Le temps passe mais dans la tête du plongeur professionnel, rien n’efface l’envie d’éclaircir le mystère. Plusieurs fois, il s’aventure dans le goulot. Plusieurs fois, il est contraint de renoncer. Mais aujourd’hui, il le sent : il touche au but. Henri vient de plonger de son bateau, Le Cro-Magnon.
Le trentenaire entre maintenant dans l’anfractuosité rocheuse. Prudemment. Au bout de 137 mètres, il atteint le bout du «tunnel», enfin. Le faisceau de sa lampe balaie les parois de la grotte qu’il vient de découvrir. Soudain, Henri Cosquer s’arrête, éberlué : ce qu’il voit, dessinée sur la roche, à quelques centimètres de lui, c’est une main. Elle est là depuis près de 30.000 ans !
Pingouins préhistoriques
La découverte est exceptionnelle. Dans l’excitation du moment, le Cassidain se contente de prendre quelques photos, à l’aveugle, avant de faire le chemin en sens inverse, vers son bateau. Quand il développe les clichés, outre la main qu’il avait vue, des dizaines d’autres représentations peintes et gravées apparaissent. Des chevaux, des bisons, des aurochs, des bouquetins, mais aussi des phoques, des grands pingouins et des méduses. Henri Cosquer déclare officiellement sa découverte en 1991.
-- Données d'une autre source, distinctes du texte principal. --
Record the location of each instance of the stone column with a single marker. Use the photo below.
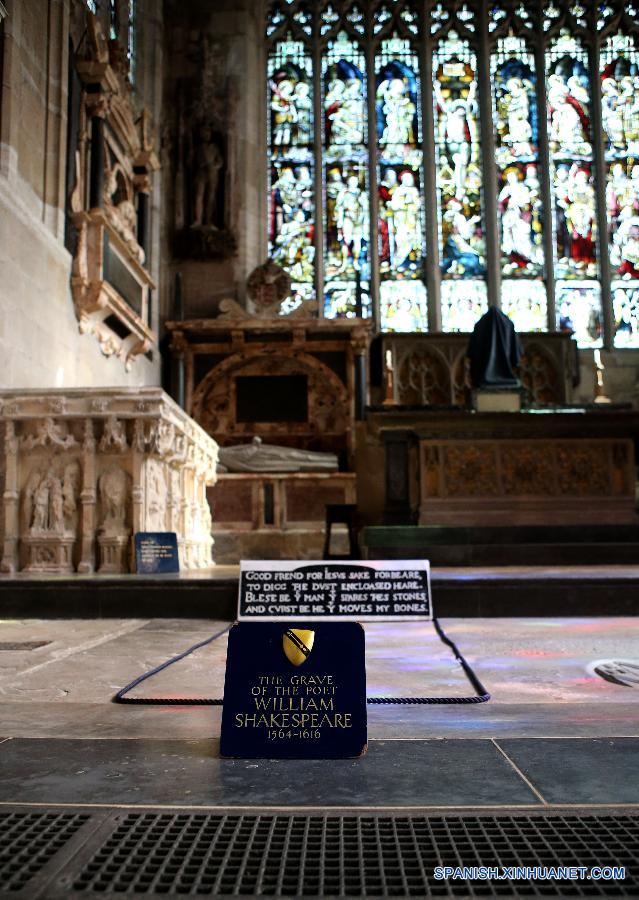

Avant cela, dans le plus grand secret, il a pris soin de revenir sur les lieux et d’accumuler les vérifications pour s’assurer qu’il ne s’agit pas de «galéjades», ces plaisanteries et exagérations dont les Marseillais ont le secret. Mais de supercherie, il n’y en a pas. Jamais dans le monde aucune grotte sous-marine contenant des œuvres d’art pariétal n’avait été découverte. Au total, ce sont 500 peintures et gravures qui dormaient par 37 mètres de fond depuis tout ce temps.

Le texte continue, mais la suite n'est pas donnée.